時代と社会の変革を求めたヒップホップやオルタナティブ・ロック<戦うアルバム40選・’90年代編>
時代や社会と真っ向から戦ってきた政治的かつ社会的な主張を行ってきた歴史的な作品を紹介する連載「戦うアルバム」。4回目の今回は’80年代から’90年代にかけて、インディペンデントなところから時代の変革を求め、やがてそれが世のメインストリームの主張へと大逆転を起こした、オルタナティヴ・ロックやヒップホップの時代の「戦うアルバム」10枚を紹介する。
『Document』REM(1987)
’80年代にアメリカ南部の小さな学生街からインディ・シーンのリーダーとなり、90s突入後の「アンダーグラウンドがオーヴァーグラウンド」に完全に転化したアメリカン・カルチャーにおける大御所存在にまで成長したR.E.M.。

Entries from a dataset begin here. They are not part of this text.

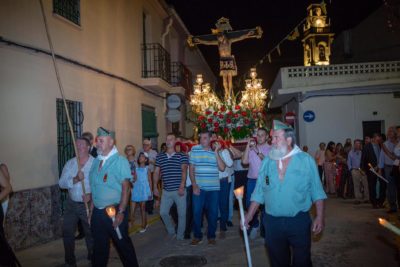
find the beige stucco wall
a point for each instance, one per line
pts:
(28, 86)
(28, 112)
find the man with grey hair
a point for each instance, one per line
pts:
(71, 179)
(385, 163)
(288, 185)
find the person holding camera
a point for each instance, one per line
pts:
(256, 150)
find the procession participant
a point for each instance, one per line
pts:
(152, 154)
(93, 149)
(172, 166)
(4, 202)
(288, 184)
(7, 256)
(203, 171)
(359, 177)
(110, 177)
(255, 152)
(75, 210)
(370, 155)
(224, 183)
(93, 152)
(386, 161)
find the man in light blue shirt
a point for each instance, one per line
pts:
(288, 184)
(109, 181)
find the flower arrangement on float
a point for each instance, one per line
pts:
(235, 122)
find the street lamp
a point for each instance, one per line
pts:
(203, 96)
(253, 97)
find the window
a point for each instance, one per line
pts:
(69, 9)
(149, 122)
(65, 147)
(149, 125)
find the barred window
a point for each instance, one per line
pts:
(69, 9)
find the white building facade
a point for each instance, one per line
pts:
(339, 101)
(118, 62)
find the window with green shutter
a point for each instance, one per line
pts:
(69, 9)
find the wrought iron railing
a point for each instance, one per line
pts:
(156, 62)
(65, 145)
(181, 76)
(344, 69)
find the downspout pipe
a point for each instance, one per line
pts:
(167, 30)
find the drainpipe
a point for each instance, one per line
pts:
(166, 32)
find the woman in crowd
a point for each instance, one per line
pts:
(130, 153)
(141, 191)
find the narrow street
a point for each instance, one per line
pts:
(352, 237)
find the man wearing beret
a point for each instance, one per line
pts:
(109, 180)
(288, 184)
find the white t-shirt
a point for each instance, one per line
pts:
(396, 151)
(70, 170)
(320, 157)
(227, 159)
(4, 203)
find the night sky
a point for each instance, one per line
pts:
(277, 19)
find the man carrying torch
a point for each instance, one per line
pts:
(288, 184)
(109, 177)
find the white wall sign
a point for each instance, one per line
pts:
(174, 101)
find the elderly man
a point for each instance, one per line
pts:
(109, 181)
(254, 153)
(93, 153)
(173, 169)
(288, 184)
(152, 160)
(71, 179)
(204, 168)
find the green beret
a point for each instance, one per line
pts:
(104, 132)
(278, 125)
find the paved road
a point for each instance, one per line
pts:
(352, 238)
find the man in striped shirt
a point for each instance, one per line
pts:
(173, 169)
(204, 175)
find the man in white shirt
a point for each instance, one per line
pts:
(152, 160)
(71, 179)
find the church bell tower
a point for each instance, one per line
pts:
(317, 36)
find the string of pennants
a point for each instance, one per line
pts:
(292, 36)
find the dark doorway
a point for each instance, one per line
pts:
(371, 127)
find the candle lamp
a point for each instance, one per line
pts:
(111, 213)
(239, 195)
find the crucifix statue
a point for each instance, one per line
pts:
(223, 37)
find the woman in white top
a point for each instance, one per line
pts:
(224, 180)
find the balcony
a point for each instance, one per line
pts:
(181, 79)
(156, 68)
(355, 78)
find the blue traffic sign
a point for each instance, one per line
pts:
(309, 116)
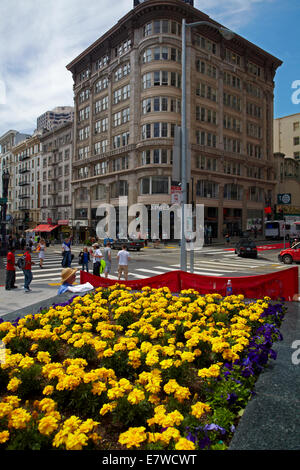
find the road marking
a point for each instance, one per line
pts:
(148, 271)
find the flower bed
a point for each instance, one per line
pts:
(118, 369)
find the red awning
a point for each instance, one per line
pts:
(44, 228)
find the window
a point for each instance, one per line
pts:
(206, 91)
(206, 115)
(232, 57)
(101, 147)
(233, 192)
(160, 185)
(232, 101)
(206, 69)
(205, 44)
(207, 189)
(102, 84)
(206, 138)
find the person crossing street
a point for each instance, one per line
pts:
(27, 270)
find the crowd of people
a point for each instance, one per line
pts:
(102, 262)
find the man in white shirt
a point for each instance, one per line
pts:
(97, 255)
(123, 258)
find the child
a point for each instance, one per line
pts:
(84, 258)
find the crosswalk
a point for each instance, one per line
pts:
(218, 263)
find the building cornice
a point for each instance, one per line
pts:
(183, 10)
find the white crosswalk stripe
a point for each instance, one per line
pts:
(224, 265)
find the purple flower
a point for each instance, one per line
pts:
(232, 398)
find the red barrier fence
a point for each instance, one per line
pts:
(283, 284)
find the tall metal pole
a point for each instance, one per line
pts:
(183, 257)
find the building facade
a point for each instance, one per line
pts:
(51, 119)
(127, 95)
(26, 196)
(287, 135)
(7, 164)
(56, 175)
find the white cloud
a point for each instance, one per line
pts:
(38, 38)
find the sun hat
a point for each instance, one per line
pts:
(67, 273)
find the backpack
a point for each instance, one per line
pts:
(102, 266)
(21, 262)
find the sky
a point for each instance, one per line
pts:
(38, 38)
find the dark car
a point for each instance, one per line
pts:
(246, 247)
(290, 255)
(129, 243)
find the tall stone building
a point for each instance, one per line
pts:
(56, 176)
(27, 183)
(127, 94)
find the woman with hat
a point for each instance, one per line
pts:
(68, 276)
(97, 255)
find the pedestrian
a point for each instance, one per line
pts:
(10, 270)
(209, 234)
(123, 258)
(84, 258)
(27, 270)
(107, 259)
(68, 277)
(97, 255)
(227, 238)
(66, 253)
(41, 249)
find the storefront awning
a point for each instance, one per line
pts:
(44, 228)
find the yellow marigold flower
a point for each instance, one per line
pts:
(107, 408)
(166, 364)
(184, 444)
(47, 405)
(108, 352)
(199, 409)
(5, 409)
(88, 425)
(187, 356)
(48, 425)
(136, 396)
(12, 400)
(19, 418)
(13, 384)
(48, 390)
(43, 356)
(26, 362)
(4, 436)
(168, 434)
(98, 388)
(133, 437)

シーンにおける自身の存在感が大きくなればなるほど、政治や社会に対しての発言も大きくなっていったR.E.M.だが、本作はそんな彼らがインディで最後に発表したアルバムであり、同時に明確な政治的主張を始めた作品。
「誤った労働倫理がアメリカの間違いの元」と歌う「Finest Worksong」や、’50年代の冷戦時代に「赤狩り」の陰で暗躍した上院議員を批判した「Exhuming McCarthy」なども光るが、最大の聴きものであり、その後のUSロックのアンセムとなったのは、政治腐敗や戦争、航空機事故や人口爆発など当時の社会問題を攻撃し徹底的に皮肉った「It’s The End Of The World (As We Know It)」だ。

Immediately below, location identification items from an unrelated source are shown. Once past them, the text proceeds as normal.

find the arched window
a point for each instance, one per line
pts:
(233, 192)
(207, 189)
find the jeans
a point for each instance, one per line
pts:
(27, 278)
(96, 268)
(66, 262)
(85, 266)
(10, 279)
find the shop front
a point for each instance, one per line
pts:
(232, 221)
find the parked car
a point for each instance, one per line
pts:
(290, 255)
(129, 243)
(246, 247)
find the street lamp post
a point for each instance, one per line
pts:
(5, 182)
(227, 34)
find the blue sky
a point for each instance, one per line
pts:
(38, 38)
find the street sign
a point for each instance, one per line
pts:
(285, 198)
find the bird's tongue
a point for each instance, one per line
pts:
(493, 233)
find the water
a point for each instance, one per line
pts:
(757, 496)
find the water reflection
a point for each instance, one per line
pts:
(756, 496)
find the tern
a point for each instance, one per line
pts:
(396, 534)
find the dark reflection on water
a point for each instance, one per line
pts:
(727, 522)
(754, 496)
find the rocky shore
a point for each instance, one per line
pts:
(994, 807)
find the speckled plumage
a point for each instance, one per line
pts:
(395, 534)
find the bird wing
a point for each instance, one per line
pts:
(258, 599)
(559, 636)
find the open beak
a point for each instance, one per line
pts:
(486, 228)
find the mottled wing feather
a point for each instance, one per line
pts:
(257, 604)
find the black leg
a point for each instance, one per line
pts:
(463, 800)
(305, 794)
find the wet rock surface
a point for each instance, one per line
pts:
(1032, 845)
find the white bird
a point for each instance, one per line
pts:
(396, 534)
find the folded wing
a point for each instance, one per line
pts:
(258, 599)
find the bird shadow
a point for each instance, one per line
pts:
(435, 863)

『It Takes A Nation Millions To Hold Us Back』Public Enemy(1988)
1970年代末に生まれて以来、「ストリートにおける俺の存在感」を示すものだったラップに、’60年代末から70s前半のソウル・ミュージックが持っていた怒りと誇りを蘇生させ注ぎ込んだ存在こそパブリック・エネミーだった。
「俺たちが黒すぎるだと」(「Bring The Noise」)、「俺たちを批判するメディアなんて信じるな」(「Don’t Believe The Hype」)と黒人への偏見を隠さない当時の世に、「攻撃なら止めないぜ」(「Rebel Without A Pause」)と、稀代のMCチャックDとフレイヴァー・フレイヴがブレインのプロフェッサー・グリフの政治思想に基づいた言葉を煽り、ボム・スクワッドに寄る細かいサウンド・コラージュで攻めたサウンドはヒップホップを別次元に高めた。彼らは同じ時代を戦ったスパイク・リーの映画『ドゥ・ザ・ライト・シング』で「ファイト・ザ・パワー」と歌い、時代の代弁者へと躍り出た。

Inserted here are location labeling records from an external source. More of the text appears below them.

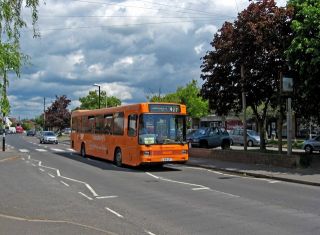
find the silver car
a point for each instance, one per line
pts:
(312, 144)
(48, 137)
(253, 138)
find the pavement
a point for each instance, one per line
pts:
(308, 176)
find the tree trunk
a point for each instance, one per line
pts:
(262, 129)
(280, 125)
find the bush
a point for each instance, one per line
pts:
(305, 160)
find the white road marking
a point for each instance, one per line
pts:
(106, 197)
(150, 233)
(197, 186)
(116, 213)
(65, 183)
(57, 150)
(235, 176)
(89, 198)
(196, 189)
(178, 182)
(59, 175)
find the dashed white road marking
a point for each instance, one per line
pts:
(56, 150)
(196, 189)
(150, 233)
(235, 176)
(197, 186)
(106, 197)
(114, 212)
(65, 183)
(89, 198)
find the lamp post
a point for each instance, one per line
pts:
(98, 85)
(287, 89)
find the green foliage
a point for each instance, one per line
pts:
(189, 95)
(304, 57)
(27, 126)
(57, 115)
(91, 101)
(257, 41)
(11, 22)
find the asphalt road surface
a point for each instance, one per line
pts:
(49, 189)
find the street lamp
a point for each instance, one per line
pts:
(98, 85)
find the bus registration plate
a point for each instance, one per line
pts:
(167, 159)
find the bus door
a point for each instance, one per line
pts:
(132, 143)
(98, 139)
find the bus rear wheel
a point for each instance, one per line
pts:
(83, 151)
(118, 158)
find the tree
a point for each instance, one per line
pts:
(57, 115)
(11, 22)
(304, 57)
(91, 101)
(256, 41)
(190, 96)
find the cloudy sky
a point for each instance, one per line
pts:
(132, 48)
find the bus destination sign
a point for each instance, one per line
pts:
(164, 108)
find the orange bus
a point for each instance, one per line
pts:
(136, 134)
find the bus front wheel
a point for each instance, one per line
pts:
(118, 158)
(83, 151)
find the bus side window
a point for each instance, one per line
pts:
(99, 124)
(108, 124)
(84, 124)
(118, 122)
(132, 125)
(92, 124)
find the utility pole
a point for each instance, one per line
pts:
(98, 85)
(4, 95)
(44, 113)
(244, 106)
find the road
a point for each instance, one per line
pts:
(49, 189)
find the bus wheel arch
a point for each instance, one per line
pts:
(83, 150)
(118, 157)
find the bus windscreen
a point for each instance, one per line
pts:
(162, 129)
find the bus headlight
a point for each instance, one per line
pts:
(146, 153)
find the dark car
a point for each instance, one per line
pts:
(210, 137)
(48, 137)
(31, 133)
(312, 144)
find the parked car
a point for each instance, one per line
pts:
(237, 137)
(31, 133)
(209, 137)
(48, 137)
(11, 130)
(312, 144)
(66, 131)
(19, 129)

『Straight Outta Compton』N.W.A(1989)
1980年代末、ニューヨークでヒップホップが音楽的かつ技術的に多様な発展を遂げている頃、西海岸ではまだヒップホップ・カルチャーそものは始まったばかりで、後進性は否めなかった。だが、ロサンゼルス郊外のコンプトン出身の血気盛んな5人組「N.W.A」には、情熱と日常の憤りに関しては東海岸の誰にも負けてはいなかった。
「ギャングスタ・ラップの元祖」と呼ばれた彼らはモラルの欠如を批判された。だが、黒人に対する警察官の横暴と偏見に「Fuck The Police」と楯突いたのを始め、文字どおり「自分たちを素直に表現する」(「Express Yourself」)ことをやめなかったその姿勢こそ、ヒップホップが「黒人にとってのパンク」に本当になった瞬間だった。アイス・キューブ、ドクター・ドレー。イージーE。ウェストサイド・ヒップホップの立役者3人が唯一揃い踏みした伝説の一作としても見逃せない渾身のデビュー作だ。
『Repeater』Fugazi(1990)
1980年代のアメリカのアンダーグラウンドで台頭したハードコア・パンクのシーン。その中のワシントンDCのカリスマ・バンド、マイナー・スレットが発展して生まれたフガジは、価値観が大きく逆転した時代においてもインディにこだわり続け、孤高のポジションを築き上げた存在となった。
その「アンチ・エスタブリッシュメント」は、パンクの鋭角さを残したまま、ファンキーなリズムと曲展開を複雑に発展させた音楽面でも然りだが、歌詞においても貫かれており、ワシントンDCでの銃撃事件を題材としたタイトル曲をはじめとして、自身のツアーTシャツさえ作らなかったほどの伝説の反商業主義に貫かれた視点からの「Merchandise」、発泡スチロールが生む環境破壊を描いた「Styrofoam」に至るまで、現代社会が抱える問題点を鋭くえぐり続けた。